In this post, we will talk about the new input plugin for Logstash. We will show how it works with OpenSearch by giving an example on how to read data from OpenSearch, perform a transformation, and index back to OpenSearch. This use case is useful in the event you want to migrate from one OpenSearch major version to another (e.g. 1.3 → 2.0).
What are Logstash plugins?
To understand what a plugin is in Logstash, it’s important to understand what makes up the stages for Logstash plugins:
- Inputs are used to get data into Logstash. There could be 1 or more inputs (e.g., S3, Kinesis, Kafka).
- Filters are buildings block for processing the events received from the input stages. Filters are not mandatory and there could be zero or more filters (e.g., Mutate, GeoIP).
- Outputs are final stage of the Logstash and it can have one or more output to send the processed data from filters (e.g., OpenSearch).
How do logstash-input-opensearch plugins work?
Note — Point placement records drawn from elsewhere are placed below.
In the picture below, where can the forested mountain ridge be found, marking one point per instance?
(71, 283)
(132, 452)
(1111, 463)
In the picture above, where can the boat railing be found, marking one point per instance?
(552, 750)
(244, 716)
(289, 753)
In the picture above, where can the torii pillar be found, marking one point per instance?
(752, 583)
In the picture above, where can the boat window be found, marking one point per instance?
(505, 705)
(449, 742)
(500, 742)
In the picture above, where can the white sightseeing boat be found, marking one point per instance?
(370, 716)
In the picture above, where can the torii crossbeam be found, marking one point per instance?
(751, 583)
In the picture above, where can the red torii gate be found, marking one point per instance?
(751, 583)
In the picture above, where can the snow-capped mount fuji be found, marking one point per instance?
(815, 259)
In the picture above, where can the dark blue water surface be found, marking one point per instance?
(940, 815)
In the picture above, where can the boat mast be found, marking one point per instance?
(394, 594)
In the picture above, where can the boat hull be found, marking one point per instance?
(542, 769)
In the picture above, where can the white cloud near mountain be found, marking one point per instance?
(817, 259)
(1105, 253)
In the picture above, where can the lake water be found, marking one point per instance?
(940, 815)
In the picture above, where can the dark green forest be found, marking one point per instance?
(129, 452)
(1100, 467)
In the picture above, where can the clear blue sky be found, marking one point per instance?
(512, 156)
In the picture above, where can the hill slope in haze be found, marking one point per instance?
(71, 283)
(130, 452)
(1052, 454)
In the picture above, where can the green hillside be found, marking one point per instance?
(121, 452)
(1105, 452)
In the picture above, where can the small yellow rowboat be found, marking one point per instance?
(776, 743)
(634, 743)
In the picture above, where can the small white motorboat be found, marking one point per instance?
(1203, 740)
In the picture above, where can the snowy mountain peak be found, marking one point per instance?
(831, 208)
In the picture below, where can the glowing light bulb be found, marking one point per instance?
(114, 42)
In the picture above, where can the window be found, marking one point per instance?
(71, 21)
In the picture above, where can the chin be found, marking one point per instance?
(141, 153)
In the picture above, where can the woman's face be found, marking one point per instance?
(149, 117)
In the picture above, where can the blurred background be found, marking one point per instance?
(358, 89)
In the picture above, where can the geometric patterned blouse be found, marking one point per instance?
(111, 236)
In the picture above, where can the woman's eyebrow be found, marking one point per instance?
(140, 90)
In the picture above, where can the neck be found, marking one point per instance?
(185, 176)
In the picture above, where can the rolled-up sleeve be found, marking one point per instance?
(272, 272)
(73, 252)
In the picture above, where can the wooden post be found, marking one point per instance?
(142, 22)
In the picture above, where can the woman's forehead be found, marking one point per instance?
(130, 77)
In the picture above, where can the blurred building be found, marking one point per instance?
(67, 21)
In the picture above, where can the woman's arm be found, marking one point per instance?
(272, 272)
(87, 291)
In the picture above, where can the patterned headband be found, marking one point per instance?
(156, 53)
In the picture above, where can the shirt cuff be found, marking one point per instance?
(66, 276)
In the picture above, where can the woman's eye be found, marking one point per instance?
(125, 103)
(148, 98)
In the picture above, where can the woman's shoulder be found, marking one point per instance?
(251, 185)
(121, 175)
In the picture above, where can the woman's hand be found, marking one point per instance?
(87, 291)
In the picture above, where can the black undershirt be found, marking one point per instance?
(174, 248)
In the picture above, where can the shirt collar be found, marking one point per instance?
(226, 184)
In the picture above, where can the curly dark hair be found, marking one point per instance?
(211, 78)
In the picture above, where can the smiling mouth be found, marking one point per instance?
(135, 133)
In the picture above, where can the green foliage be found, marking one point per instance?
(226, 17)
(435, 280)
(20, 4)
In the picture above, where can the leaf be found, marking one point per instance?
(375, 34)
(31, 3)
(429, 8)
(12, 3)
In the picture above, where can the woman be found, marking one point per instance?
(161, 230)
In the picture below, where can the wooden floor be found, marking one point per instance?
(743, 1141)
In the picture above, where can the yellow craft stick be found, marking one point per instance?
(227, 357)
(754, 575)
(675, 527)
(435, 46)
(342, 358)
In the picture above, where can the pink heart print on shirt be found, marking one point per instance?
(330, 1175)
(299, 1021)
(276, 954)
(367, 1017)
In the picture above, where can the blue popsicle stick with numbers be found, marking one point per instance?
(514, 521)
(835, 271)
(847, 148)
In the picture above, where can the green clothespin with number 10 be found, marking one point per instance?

Plugins are configured within the Logstash config file. There are sections for Input, Filter, and Output. Once configured (see below), Logstash will send a request to the OpenSearch cluster and read the data as per the specified query in the inputs section. Once data is read from OpenSearch, you can optionally send it to next stage Filter for doing a transformation such as add a geolocation associated with an IP address. In this example, we won’t use the Filter plugin. Next up is the Output plugin. From the output section of the config file, you can either send the data back to same OpenSearch cluster or different clusters if desired.
Setup Logstash and plugin
Logstash Installation
This step can be skipped if you already have OSS version of logstash installed. Otherwise follow the steps below:
- Download
logstash-oss-with-opensearch-output-plugin
(this example uses the distro for macos-x64). For other distros please refer the artifacts here.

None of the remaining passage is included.